A peacock receives visitors from their backs, walking at ease although inside an indefinable two-dimensional redoubt. A corporeal teddy bear looks at us with his eyes like buttons. They are the poetic extremes, or perhaps the essential, secret key, of the remarkable programmatic unity from which an illusionist Aslan regisseur will impose on the most recognizable element the other face of a new dramatic quality, an unusual expressiveness. One by one subtle arts and combinatorial skills are exhibited to extinguish any suspicion of exoticism and spread into the rigorous, ambiguous territory where the strange, the unexpected, the disturbing, that which bothers with blows of uncertainty, insists on being bizarrely familiar.
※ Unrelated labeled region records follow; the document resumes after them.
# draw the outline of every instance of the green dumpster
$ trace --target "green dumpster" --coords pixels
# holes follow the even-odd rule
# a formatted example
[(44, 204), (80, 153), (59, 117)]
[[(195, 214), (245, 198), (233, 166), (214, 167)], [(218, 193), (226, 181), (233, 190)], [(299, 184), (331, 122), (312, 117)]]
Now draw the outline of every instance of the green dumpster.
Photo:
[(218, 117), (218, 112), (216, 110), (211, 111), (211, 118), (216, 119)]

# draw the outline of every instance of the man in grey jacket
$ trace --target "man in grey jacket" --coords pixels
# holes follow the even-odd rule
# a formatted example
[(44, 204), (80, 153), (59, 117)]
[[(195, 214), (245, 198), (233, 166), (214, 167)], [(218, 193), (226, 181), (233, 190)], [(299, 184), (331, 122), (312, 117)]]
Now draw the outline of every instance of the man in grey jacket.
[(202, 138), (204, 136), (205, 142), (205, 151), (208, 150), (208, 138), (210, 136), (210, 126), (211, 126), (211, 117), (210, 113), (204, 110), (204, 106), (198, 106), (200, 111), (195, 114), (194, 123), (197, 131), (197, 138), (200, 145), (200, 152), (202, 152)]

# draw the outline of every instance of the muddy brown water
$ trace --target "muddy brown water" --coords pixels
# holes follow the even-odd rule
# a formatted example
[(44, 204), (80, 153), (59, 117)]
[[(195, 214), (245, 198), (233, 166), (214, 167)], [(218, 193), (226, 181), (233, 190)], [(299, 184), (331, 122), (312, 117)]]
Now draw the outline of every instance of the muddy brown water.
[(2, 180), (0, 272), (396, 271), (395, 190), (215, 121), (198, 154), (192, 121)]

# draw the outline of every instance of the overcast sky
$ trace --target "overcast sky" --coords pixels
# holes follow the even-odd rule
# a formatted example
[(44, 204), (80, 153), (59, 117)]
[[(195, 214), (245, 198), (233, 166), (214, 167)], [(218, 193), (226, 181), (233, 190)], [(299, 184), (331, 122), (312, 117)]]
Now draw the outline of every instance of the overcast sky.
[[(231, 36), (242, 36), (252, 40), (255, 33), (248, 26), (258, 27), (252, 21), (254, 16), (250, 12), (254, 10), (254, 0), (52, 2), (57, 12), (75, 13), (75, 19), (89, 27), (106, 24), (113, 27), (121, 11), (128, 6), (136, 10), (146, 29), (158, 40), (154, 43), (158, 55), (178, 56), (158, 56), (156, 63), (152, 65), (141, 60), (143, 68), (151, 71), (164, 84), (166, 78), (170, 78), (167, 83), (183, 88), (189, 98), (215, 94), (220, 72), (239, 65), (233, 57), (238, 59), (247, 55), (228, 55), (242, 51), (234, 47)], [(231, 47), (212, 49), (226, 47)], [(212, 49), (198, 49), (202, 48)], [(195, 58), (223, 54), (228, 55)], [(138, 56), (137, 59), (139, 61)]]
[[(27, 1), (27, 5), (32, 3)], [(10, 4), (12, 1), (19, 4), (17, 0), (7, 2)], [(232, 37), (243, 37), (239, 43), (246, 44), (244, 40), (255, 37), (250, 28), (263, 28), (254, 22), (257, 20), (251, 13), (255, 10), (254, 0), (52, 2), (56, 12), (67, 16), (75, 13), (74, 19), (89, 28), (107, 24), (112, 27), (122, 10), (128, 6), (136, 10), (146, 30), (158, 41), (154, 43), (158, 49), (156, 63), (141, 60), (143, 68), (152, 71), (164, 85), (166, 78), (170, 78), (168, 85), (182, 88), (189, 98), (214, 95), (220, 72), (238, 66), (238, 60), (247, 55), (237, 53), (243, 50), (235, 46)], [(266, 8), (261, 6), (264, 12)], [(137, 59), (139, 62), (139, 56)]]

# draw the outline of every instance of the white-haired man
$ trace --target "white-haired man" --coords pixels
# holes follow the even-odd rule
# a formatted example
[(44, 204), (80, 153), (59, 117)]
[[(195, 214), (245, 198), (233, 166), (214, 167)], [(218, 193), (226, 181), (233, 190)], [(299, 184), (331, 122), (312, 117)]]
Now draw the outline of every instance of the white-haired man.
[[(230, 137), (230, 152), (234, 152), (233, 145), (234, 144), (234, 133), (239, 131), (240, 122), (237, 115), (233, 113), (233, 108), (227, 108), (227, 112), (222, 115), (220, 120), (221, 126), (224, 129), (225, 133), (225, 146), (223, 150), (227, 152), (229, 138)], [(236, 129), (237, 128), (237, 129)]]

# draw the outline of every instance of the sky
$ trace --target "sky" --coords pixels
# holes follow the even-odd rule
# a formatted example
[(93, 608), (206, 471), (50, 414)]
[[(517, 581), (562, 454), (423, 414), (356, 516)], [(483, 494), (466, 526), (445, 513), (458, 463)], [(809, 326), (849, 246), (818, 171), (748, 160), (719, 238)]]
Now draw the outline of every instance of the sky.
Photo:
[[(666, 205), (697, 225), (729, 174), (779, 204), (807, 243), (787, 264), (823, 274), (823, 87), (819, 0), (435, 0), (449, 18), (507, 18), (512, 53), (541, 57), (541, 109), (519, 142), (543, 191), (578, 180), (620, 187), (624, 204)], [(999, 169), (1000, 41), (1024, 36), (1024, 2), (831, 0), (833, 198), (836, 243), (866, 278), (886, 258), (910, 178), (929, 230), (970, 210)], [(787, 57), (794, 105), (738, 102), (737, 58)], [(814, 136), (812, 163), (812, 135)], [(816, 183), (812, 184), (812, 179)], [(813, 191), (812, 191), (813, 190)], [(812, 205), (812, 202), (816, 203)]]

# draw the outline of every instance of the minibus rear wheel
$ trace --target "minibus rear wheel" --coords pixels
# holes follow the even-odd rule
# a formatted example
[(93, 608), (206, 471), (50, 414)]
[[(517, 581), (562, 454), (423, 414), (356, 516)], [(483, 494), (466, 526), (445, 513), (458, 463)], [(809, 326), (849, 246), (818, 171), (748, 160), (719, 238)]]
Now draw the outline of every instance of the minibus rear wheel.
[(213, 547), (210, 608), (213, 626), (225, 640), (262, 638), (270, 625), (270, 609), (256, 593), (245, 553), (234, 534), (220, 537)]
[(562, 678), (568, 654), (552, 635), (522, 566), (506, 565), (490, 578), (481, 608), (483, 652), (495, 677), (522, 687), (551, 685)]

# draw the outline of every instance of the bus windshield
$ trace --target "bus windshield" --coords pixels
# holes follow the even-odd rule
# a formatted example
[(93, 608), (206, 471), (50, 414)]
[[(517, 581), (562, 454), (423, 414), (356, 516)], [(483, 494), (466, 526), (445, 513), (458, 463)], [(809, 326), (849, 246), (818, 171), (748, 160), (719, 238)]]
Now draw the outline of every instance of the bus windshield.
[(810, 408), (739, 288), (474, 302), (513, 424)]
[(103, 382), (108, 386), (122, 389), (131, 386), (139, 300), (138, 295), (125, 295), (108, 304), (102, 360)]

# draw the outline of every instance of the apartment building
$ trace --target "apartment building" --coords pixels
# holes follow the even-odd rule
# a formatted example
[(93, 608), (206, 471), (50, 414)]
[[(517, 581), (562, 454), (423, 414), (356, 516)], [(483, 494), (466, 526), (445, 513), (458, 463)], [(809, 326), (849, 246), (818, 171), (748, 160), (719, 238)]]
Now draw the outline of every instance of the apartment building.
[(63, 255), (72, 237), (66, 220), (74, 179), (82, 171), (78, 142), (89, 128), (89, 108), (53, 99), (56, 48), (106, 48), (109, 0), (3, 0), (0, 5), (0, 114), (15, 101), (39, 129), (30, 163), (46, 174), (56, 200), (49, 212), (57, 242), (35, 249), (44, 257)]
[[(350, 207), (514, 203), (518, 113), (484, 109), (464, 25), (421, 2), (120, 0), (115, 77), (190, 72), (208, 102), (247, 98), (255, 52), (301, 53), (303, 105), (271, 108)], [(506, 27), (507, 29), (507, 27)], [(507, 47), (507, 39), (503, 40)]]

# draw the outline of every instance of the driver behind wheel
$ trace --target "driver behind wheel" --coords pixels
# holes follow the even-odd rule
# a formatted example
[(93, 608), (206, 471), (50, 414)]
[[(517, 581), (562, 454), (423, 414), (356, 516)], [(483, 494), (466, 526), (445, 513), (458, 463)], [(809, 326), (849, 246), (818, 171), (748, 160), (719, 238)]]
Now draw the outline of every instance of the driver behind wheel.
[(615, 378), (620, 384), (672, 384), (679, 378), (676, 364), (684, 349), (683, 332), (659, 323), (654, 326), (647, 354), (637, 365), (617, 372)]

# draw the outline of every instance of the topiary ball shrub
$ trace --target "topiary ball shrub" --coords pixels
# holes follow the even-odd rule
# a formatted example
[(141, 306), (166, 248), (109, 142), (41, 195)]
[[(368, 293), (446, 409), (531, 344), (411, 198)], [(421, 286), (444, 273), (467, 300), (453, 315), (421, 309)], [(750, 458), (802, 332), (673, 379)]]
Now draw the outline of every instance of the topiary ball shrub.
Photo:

With the passion of a portraitist, the heart of a zoologist, the patience of a poacher and the imagination of a mischievous creature, Aslan does not resist for a minute the imperturbable temptation to orchestrate, with a humor not without dark flavors, this tremulous atonality of skulls, antlers , claws threatening or peeled to the bone, coarse or sensual fur, beaks, legs, feathers and fangs, which ring and resonate, enter and leave the scene in the middle of spaces, frames, areas and perspectives, findings of such a maniacal setting in its precision as a tightrope walk in artifice.


Through traditional collage, where it is cut and pasted manually, and its correlate of digital editing, counterpoint, superposition and transparency, in compositions so dynamic as to disjoint even the most balanced structures, Aslan rehearses this kind of anomalous version of some lost cabinet of wonders to put together his kaleidoscopic rhapsody of atavistic daydreams, of indescribable fables, hermetic episodes and expansive metaphors.

Edurado Stupía

Gachi Prieto. Buenos Aires, Argentina.